Konunun Cumhurbaşkanlığı Külliyesi’nde dahi masaya yatırıldığı, Ankara, Konya, Nevşehir, Aksaray ve Niğde gibi illerin gündemde olduğu, fabrikaların bu illere taşınacağı yönünde çalışmaların devam ettiğini iktidara yakın gazete ve yazarlar köşelerine taşıdı.
İşsizliğin yoğun olduğu, devamlı göç verildiği, hatta 10 gençten 7’sinin Erzurum’u terk etmek istediği bir ortamda, yatırımların Doğu Anadolu’ya neden taşınmadığı, Doğu Anadolu’da ki illerin neden gündeme alınmadığını artık sorgulamamız ve ısrarcı olmamız gerekiyor.
Tabi Doğu Anadolu bölgesine neden yatırım yapılmadığına dair hep aynı gerçekler öne sürülerek bir şekilde haklılık payı çıkaranlar olacaktır.
Öncelikle Doğu Anadolu’nun hiç bir il ve ilçesinde kalifiye eleman temin etme de sorun yaşanacağını sanmıyorum. Yeter ki maaş, mesai ve sosyal hayatta gereken değer verilsin. İşçiler 12 saat çalıştırılıp 250 lira yevmiyeye mahkum edilmesin. Lojistik noktasında yakıt pahalı olabilir. Ancak yılda 25 milyon ton taşımacılık yapan TCDD, yanı başımızdan geçiyor. Bu imkan değerlendirilerek fırsata dönüştürülebilir.
Erzurum özelinde üniversite öğrencileri haricinde kent ekonomisine elle tutulur bir katkı yoktur. Sağlık ve turizm alanında atılan adımlar heyecan yaratsa da yeterli değildir. İkinci Organize Sanayi’nin hali ortada!

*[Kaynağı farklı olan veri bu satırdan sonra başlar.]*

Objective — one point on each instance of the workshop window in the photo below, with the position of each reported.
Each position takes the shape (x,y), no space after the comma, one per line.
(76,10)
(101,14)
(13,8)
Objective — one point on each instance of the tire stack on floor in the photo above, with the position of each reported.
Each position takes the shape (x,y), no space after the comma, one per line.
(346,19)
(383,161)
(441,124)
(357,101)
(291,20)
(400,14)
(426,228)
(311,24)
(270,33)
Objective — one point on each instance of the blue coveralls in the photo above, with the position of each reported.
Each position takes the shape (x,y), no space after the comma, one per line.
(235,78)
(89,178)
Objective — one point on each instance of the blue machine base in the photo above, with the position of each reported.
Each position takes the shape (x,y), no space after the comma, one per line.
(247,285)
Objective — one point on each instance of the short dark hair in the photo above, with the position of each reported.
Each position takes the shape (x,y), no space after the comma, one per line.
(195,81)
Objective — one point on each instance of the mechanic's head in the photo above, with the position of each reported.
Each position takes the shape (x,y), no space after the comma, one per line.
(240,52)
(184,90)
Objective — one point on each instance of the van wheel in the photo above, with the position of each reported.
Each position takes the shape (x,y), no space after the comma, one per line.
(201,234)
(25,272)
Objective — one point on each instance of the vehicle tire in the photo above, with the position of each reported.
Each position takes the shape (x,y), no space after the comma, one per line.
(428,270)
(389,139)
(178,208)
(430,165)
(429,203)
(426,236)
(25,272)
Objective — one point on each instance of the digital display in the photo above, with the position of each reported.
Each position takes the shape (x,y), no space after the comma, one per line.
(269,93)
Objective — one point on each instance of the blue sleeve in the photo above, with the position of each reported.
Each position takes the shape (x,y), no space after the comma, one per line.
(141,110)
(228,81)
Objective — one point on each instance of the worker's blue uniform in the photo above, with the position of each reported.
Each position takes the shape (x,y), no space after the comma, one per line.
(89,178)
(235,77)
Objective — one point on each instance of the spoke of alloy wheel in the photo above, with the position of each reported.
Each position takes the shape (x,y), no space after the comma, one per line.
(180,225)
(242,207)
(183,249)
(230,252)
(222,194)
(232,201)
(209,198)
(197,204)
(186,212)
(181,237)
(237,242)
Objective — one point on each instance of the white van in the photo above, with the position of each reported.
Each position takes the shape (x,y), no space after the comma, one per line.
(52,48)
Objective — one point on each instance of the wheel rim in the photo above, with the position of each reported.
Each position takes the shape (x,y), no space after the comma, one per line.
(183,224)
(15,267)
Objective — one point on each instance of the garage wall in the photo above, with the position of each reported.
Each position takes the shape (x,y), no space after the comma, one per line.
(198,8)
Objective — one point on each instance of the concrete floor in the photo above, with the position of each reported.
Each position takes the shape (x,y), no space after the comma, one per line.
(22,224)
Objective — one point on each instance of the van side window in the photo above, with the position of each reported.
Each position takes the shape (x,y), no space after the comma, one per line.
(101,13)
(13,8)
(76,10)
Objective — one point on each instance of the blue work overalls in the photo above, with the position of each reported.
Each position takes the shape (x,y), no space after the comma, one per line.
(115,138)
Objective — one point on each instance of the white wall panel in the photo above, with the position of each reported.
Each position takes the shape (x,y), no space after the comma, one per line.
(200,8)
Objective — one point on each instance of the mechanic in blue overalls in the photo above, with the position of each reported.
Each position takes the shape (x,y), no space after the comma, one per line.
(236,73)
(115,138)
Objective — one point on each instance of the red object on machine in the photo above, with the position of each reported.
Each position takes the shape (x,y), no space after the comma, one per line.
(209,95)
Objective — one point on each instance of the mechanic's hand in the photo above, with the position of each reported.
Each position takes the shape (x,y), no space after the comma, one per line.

Erzurum’a yıllar boyu normalin üstünde devlet memuru istihdam edilerek yatırım yapılmadı ve sadece memur şehri olarak kaldı. Bu nedenle Marmara Bölgesi’nden taşınması düşünülen yatırımların birazını Doğu Anadolu’ya taşımak hiç zor değil, yeter ki istenilsin.
Verilerle Doğu Anadolu’nun Hali
Sanayi ve Teknoloji Bakanlığı’nın verilerine göre bu yıl ocak-haziran döneminde alınan teşvik belgesi sayısı geçen yılın aynı dönemine göre yüzde 48,3 artarak 8 bin 166 adet, belgeler kapsamında gerçekleşecek yatırımların tutarı yüzde 62,8 artışla 524,9 milyar lira ve istihdam yaratılacak kişi sayısı da yüzde 11,5 artışla 179 bin 435 olmuş.
Son 6 ayda İç Anadolu’da 59,2 milyar lira, Güneydoğu’da 48,1 miyar lira, Karadeniz’de 26,3 milyar liralık yatırım için teşvik alınırken, Doğu Anadolu’ya yönelik yatırımlar 10,4 milyarda kalmış. Geçen yılın aynı dönemine göre Güneydoğu yatırımda yüzde 125,7, İç Anadolu yüzde 108,2, Karadeniz yüzde 20,2 artış göstermiş. Doğu Anadolu’ya yönelik yatırım tutarı ise yüzde 2,2 oranında azalmış.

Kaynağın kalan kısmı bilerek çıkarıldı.